Um ato solene na Câmara Municipal de Rio Branco, nesta terça-feira, 25, marcou o início da Semana Municipal de Enfrentamento à Hanseníase. Na ocasião, os vereadores receberam os representantes do Movimento de Reintegração das Pessoas Atingidas pela Hanseníase (Morhan). A agenda foi uma solicitação do parlamentar Doutor Jakson Ramos (PT).
O vereador abordou o tema e defendeu a descentralização das ações, dando aos municípios maior autonomia e, consequentemente, mais efetividade no trabalho desenvolvido.

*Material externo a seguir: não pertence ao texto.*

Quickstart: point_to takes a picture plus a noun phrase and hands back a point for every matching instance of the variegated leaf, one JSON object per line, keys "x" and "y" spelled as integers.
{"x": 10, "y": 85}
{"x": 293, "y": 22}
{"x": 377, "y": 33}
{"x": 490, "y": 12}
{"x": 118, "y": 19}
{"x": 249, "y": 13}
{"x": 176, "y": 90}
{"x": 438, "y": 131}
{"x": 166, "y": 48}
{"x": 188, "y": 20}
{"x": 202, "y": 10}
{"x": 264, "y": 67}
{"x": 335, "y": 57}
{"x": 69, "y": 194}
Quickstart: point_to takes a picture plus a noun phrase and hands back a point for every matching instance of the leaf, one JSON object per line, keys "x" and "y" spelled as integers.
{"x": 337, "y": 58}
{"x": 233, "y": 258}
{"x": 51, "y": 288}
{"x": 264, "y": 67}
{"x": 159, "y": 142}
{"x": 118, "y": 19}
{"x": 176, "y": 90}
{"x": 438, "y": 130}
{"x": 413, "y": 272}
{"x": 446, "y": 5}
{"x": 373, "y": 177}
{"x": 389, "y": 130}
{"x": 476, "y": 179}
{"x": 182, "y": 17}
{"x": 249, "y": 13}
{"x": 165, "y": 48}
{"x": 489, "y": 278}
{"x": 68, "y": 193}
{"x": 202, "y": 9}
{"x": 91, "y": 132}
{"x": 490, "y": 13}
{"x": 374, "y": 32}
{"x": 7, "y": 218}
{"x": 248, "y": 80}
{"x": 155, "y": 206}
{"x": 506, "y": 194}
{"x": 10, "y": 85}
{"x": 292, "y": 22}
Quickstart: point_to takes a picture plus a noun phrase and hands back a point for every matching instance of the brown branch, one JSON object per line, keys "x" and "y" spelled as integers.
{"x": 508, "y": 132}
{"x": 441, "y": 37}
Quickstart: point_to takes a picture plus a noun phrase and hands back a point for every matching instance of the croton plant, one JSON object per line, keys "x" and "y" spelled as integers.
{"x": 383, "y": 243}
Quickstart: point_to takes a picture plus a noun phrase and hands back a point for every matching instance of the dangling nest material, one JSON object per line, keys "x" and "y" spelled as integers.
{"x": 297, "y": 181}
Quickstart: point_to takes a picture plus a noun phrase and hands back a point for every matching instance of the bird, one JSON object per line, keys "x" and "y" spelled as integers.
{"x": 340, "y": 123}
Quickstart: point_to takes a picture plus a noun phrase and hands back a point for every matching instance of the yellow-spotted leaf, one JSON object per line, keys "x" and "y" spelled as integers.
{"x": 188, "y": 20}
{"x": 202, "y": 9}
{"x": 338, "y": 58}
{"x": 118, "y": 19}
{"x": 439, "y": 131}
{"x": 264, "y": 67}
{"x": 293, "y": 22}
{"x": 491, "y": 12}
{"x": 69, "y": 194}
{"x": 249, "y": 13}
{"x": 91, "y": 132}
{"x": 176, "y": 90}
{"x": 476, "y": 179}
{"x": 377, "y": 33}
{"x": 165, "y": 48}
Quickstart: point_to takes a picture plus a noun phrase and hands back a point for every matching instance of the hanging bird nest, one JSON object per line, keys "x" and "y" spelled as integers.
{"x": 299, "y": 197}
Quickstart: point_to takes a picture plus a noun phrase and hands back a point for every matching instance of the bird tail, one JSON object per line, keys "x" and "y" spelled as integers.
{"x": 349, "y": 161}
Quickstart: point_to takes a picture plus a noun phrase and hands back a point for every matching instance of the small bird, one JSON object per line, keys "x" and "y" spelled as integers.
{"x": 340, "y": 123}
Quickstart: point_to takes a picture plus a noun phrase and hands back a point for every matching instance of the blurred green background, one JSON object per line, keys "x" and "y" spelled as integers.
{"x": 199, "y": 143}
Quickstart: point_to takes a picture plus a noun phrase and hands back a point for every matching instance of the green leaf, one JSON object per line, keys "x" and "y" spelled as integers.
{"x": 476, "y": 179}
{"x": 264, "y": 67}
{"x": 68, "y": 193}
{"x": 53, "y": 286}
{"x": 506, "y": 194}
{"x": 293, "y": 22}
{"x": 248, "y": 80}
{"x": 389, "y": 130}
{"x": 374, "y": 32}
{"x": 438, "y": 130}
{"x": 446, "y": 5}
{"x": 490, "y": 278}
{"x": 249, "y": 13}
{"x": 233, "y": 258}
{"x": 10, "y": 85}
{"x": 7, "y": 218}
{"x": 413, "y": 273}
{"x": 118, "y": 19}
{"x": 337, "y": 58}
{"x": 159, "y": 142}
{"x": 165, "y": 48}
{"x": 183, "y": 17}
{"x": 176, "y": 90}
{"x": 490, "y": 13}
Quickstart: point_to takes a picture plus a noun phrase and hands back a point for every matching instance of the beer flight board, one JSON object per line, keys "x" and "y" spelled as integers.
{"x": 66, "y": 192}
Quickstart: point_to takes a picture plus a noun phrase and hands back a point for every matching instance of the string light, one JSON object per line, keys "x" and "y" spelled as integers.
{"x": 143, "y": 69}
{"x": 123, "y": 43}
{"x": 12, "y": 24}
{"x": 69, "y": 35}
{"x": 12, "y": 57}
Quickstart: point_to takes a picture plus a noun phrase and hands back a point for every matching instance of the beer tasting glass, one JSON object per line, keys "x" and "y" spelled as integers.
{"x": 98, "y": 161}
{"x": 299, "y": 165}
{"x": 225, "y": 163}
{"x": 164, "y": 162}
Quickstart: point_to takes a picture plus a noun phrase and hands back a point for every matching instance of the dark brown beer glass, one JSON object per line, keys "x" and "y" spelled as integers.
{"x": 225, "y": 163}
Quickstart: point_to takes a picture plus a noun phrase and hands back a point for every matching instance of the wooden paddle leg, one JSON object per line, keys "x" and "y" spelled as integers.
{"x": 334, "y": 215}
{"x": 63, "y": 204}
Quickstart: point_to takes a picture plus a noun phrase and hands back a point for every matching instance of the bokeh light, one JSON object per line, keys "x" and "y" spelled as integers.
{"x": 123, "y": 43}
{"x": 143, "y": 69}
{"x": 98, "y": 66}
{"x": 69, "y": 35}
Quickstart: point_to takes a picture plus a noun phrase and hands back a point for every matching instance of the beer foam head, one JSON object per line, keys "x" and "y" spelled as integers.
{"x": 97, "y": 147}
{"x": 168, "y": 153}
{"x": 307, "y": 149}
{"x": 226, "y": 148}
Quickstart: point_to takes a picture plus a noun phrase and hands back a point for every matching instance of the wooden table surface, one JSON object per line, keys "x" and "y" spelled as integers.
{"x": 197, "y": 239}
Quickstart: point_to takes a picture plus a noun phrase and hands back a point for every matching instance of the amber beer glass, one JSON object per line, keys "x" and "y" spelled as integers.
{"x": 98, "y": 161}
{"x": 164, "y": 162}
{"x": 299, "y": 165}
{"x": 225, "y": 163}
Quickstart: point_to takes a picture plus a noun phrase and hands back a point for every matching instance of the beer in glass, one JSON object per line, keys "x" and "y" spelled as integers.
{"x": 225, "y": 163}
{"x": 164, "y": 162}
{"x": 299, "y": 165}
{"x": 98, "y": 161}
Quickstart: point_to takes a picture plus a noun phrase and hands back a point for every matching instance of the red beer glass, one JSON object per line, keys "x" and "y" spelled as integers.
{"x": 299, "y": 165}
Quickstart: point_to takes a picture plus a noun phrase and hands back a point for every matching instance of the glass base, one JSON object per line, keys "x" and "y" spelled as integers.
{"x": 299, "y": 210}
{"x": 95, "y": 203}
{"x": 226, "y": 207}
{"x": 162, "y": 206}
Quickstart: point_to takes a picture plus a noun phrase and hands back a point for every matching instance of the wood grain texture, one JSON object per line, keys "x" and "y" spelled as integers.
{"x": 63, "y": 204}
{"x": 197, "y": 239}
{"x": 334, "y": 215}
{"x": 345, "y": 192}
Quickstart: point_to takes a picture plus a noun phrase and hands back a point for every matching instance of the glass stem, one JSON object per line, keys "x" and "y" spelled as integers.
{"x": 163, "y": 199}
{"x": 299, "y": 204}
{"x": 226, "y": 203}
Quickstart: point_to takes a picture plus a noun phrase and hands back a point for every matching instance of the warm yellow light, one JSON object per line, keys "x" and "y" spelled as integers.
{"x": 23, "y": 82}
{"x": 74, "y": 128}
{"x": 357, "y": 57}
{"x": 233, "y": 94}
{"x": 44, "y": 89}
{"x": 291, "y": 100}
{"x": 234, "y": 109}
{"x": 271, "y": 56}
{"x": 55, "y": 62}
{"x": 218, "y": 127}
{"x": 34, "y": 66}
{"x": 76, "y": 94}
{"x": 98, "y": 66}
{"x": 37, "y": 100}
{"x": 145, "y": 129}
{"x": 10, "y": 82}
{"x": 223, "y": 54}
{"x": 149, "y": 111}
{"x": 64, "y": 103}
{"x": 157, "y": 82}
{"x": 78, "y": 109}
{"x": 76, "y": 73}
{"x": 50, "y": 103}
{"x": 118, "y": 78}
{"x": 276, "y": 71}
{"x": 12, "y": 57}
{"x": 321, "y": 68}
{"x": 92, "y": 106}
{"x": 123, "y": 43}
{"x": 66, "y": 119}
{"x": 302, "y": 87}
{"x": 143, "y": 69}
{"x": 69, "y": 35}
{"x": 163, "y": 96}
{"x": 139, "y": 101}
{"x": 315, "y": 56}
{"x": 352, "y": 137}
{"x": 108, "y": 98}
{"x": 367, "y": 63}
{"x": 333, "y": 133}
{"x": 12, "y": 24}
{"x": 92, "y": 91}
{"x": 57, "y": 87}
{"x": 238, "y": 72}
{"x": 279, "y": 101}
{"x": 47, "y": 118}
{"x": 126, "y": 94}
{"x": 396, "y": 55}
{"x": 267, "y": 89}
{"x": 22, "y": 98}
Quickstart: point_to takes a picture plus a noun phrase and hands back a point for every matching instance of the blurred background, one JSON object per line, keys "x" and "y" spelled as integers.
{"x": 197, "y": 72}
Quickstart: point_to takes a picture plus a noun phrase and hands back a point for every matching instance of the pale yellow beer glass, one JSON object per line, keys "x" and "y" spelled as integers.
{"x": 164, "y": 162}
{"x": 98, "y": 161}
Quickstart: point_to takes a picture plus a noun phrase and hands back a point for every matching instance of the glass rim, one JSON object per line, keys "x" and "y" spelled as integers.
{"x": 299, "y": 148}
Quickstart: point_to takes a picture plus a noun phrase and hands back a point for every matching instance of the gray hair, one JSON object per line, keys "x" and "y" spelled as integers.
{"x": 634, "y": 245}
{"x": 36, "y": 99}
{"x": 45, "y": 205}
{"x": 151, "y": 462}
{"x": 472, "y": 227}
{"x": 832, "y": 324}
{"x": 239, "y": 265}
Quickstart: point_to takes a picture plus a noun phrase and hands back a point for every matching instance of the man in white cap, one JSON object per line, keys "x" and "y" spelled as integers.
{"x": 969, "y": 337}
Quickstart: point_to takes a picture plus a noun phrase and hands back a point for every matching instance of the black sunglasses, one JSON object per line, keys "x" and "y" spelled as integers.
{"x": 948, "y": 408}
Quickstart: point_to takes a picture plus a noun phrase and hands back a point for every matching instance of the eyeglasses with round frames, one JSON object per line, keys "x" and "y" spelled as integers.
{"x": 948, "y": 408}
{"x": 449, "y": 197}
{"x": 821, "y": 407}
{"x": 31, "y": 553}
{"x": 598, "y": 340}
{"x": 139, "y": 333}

“O Morhan vem pautando ao longo dos últimos anos que os municípios possam estar envolvidos nesse processo de redução dos índices de novos casos de hanseníase. Os municípios do Acre precisam apresentar uma linha de cuidado e oferecer ao paciente aquilo que é de direito, pois só assim iremos diminuir o sofrimento e o preconceito com essas pessoas. Para que isso aconteça, se faz necessário que o estado do Acre, através da Sesacre, cumpra o que determinam as normas e legislações e permita o envolvimento dos municípios na busca ativa, atendimento primário e autocuidado junto às pessoas atingidas pela hanseníase no nosso município. É necessário que o estado apresente um plano de ação para descentralizar o atendimento às pessoas com hanseníase e garanta o envolvimento dos municípios no combate a essa doença”, defendeu o vereador.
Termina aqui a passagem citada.